The first step seems to have been to build up an audience by making his predictions known to the public. At first glance, this seems to have been mostly focused on gaining enough followers to make her Foundation possible, but she has another – much darker – goal. Seldon introduced a new idea to the Empire – the concept of impermanence, the fear that even the Empire might fall. For the Cleons, this manifests as a growing fear that events might get out of their control, and when there is a terrorist attack on Trantor, their fear and insecurity causes them to overstep – creating exactly the kind of instability on the galactic edge that Seldon predicts. Meanwhile, the citizens of the Empire have now heard of a scientist who predicted fate and seemed to be feared by the Emperor himself, and for the first time ever, they have doubts about the Empire. Over the years, Hari’s dire prophecies will exert a philosophical force as irresistible as the gravitational pull of a black hole; whenever something happens people will assume it matches Hari’s psychohistoric predictions, even if it doesn’t. Hari made the Empire psychologically vulnerable.
Hari may have rarely even orchestrated the Star-Bridge collapse.
All of this raises the troubling question; How far has Hari Seldon gone to shape the future? The first two episodes of the Apple TV + show see Trantor rocked by suicide bombers who literally kill millions of people and whose actions appear to be linked to warlike planets on the galactic edge. The timing of these terrorist attacks seems perfectly synchronized for Hari Seldon, as suddenly his psychohistory feels much more real to the Emperor and to the citizens of Trantor, as they all feel a sudden surge in vulnerability. It is no exaggeration to say that the attacks provided the impetus for the creation of the Foundation itself, although ironically Hari had expected him to be executed rather than be part of the mission to Terminus.
But, although the Empire launches fierce retaliation on the worlds the Emperor blames for the suicide bombings, they are unable to identify a clear silver trail. It’s possible that Hari Seldon himself engineered the attacks, which took place exactly when he needed them, until they happened right after Gaal Dornick – whom he knew he needed. – has arrived on Trantor. Also, while talking to Gaal, the psychohistorian gave him a paper from the library, telling him it didn’t matter because everything would burn there soon. Again, this was a remarkably specific prophecy, fulfilled as the Sky Bridge crashed into Trantor. It really feels like Hari knew exactly what was to come, and even if he designed it.

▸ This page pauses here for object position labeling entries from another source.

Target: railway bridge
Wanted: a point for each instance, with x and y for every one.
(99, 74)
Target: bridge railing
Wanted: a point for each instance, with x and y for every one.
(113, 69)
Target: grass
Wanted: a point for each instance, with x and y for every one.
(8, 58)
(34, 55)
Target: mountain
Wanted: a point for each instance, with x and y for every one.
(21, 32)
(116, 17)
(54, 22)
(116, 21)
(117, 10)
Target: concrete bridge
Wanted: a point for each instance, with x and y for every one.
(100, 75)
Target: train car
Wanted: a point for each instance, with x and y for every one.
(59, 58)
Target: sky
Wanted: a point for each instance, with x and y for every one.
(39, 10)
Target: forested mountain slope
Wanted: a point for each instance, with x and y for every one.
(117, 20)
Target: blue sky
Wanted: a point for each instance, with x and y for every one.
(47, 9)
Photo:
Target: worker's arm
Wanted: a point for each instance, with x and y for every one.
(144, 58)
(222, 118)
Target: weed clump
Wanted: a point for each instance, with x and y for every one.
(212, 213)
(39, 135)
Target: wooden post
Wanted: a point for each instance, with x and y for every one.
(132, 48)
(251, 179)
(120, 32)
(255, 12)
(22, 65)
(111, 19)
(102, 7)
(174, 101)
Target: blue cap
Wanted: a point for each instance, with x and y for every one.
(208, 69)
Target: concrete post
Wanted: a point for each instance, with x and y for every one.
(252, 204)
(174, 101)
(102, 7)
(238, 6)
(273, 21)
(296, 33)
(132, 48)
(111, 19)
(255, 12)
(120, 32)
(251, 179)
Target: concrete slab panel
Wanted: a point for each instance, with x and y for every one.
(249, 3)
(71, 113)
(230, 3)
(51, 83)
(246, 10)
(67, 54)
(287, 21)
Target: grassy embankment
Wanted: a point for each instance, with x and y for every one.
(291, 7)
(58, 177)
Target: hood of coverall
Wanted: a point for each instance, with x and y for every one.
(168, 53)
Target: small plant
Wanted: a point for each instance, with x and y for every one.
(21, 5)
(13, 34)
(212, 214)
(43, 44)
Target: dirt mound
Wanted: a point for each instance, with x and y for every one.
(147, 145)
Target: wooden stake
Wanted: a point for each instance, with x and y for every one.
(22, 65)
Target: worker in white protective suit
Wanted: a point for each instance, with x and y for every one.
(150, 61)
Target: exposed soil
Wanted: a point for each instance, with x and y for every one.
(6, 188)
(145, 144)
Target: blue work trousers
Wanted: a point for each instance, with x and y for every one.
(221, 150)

If this theory is correct, then Hari Seldon’s opening moves in his big match against the Emperor were more subtle and effective than you think – and, worryingly, they took heavy losses in human lives. Without a doubt, Hari would justify his actions by pointing out everything he is trying to accomplish; he truly believes that the fall of the Empire is inevitable, and his goal is to control its descent into the dark ages in order to ensure the return of civilization faster than it would otherwise. Such a philosophy “the end justifies the means” is indeed bleak, at the cost of millions of lives, and it positions the two actors in Foundation as sinister forces in their own right.